In Sittwe, Rakhine state’s capital, a telecom tower collapsed under high winds and mobile phone signals are down. Residents have been sharing images of damaged houses and roads on social media.

The winds were still ravaging Sittwe as of Sunday afternoon and local authorities warned its 150,000 inhabitants to stay indoors.

Hundreds of Sittwe’s residents were already evacuated to the inland town of Mrauk-U on Saturday. 

The Arakan Army, an ethnic Rakhine rebel group, said more than 10,000 people had been relocated from 21 villages on the coast and in low-lying areas in the state since Thursday.

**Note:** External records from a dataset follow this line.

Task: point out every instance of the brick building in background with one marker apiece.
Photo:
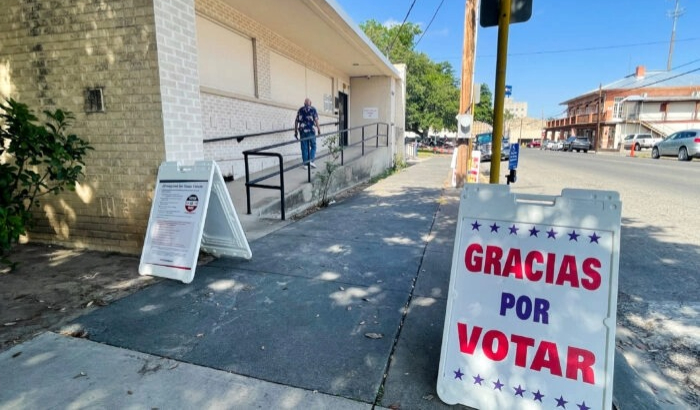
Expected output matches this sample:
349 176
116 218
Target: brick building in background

"For a cyclone to hit an area where there is already such deep humanitarian need is a nightmare scenario, impacting hundreds of thousands of vulnerable people whose coping capacity has been severely eroded by successive crises," said UN humanitarian co-ordinator AI Ramanathan Balakrishnan.

The impact of climate change on the frequency of storms is still unclear, but we know that increased sea surface temperatures warm the air above and make more energy available to drive hurricanes, cyclones and typhoons.

As a result, they are likely to be more intense with more extreme rainfall.

The world has already warmed by about 1.1C since the industrial era began and temperatures will keep rising unless governments around the world make steep cuts to emissions.